The UAE has appointed Sultan Ahmed al‑Jaber, the chief executive of Abu Dhabi National Oil Company (ADNOC, the state hydrocarbons firm), to lead the annual COP28 international climate change summit that will take place in Dubai in late 2023. The choice is consistent with the UAE government’s stance that it can combine the role of a champion of clean energy and emissions reduction—domestically and through investments abroad—with that of an expanding oil and gas producer.
Mr Jaber is also the UAE’s federal climate change envoy and a former chief executive of Masdar, the Abu Dhabi government’s clean energy company. The UAE has the highest regional uptake of renewable energy and an ambitious domestic net-zero emissions target of 2050. However, critics have pointed to Mr Jaber’s leadership of ADNOC, which is in the midst of expanding the UAE’s oil production capacity by 25%, to 5m barrels/day by 2027. ADNOC has also pushed forward with major gas capacity plans, announcing progress on contracting major sour gas projects at two giant fields, Hail and Ghasha, in mid‑January.
The UAE plans to use its vast, predominantly oil-generated wealth to become a leading global investor in clean energy, primarily through Masdar, which aims to have 100 GW of renewables capacity worldwide by 2030. UAE policymakers are working on the basis that the country can be both a major hydrocarbons producer—contending that hydrocarbons will be needed for several more decades—and a champion of decarbonisation. Masdar is also spearheading government plans to become a major producer of low-carbon hydrogen, which is seen as a likely longer-term alternative to hydrocarbons-sourced energy. ADNOC became the main shareholder in Masdar’s green hydrogen business in December and is working with state and private firms in several European and Asian countries to develop blue and green hydrogen supply chains.

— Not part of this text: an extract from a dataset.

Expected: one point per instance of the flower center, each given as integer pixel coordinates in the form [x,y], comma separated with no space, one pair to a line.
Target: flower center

The UAE will seek to decarbonise the production process; in January ADNOC announced that by 2030 it would invest US$15bn, including in carbon sequestration and renewable power usage, to reduce the carbon intensity of its operations. However, this is dwarfed by the firm’s US$150bn overall hydrocarbons capital expenditure programme for 2023‑27.
What next?
The UAE is expected to make the reducing the carbon footprint of oil and gas output, rather than eliminating such production, a major theme at COP28. Abu Dhabi aims to take a global lead in this area, seeking to preserve long-term demand for hydrocarbons as decarbonisation gains a higher global profile. Government entities will continue to invest heavily in clean energy production overseas, to diversify long-term revenue streams, improve the UAE’s international reputation and build geopolitical influence.